Tuesday, June 29, 2010

Drum on Faux Deficit Hawks

Kevin Drum challenges the depiction of Congressional Republicans as deficit hawks in two posts on his Mother Jones blog.

(T)here are lots of members of Congress who are willing to talk endlessly about deficits, but there are very, very few who are willing to publicly support specific cuts. There are fewer still who are willing to publicly support cuts that might affect any of their own constituents. And there are fewer still who have shown any inclination to actually vote for serious cuts when they've had the power to do so. So: no bloc of deficit hawks.

and

On the scale of the federal budget, $18 billion is a rounding error. Literally. It's about one-half of one percent of the budget, which rounds down to zero. But a small group of moderate Republicans are threatening to vote no on financial reform because an $18 billion fee is included in the final bill. It's not there to punish banks or to create a slush fund for new spending. It's there solely to make the bill deficit neutral.

And I suppose it would worry them if there were any actual deficit hawks in the Republican Party. But there aren't, are there? There are plenty of tax-on-rich-people-and-corporations hawks, but no deficit hawks. Let's stop pretending otherwise, OK?

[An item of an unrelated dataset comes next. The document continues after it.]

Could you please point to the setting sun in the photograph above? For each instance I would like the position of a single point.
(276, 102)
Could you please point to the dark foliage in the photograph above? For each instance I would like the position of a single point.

I agree with both. The GOP have no credibility on this issue. They didn't bat an eye while going along with Bush running up a big deficit. Now they cry about the deficit but absolutely refuse unpopular spending cuts or a tax increase of any kind. Drum's Avent quote is dead on re: the impossibility of reducing the deficit on spending cuts alone. The GOP have become completely cynical and political. Conservative blogger David Frum has said that as long as Republicans care about politics while Democrats care about governing, his party is in big trouble. That is why I agree with Frum that Republican optimism for the 2010 mid-terms and 2012 general election is wildly inflated.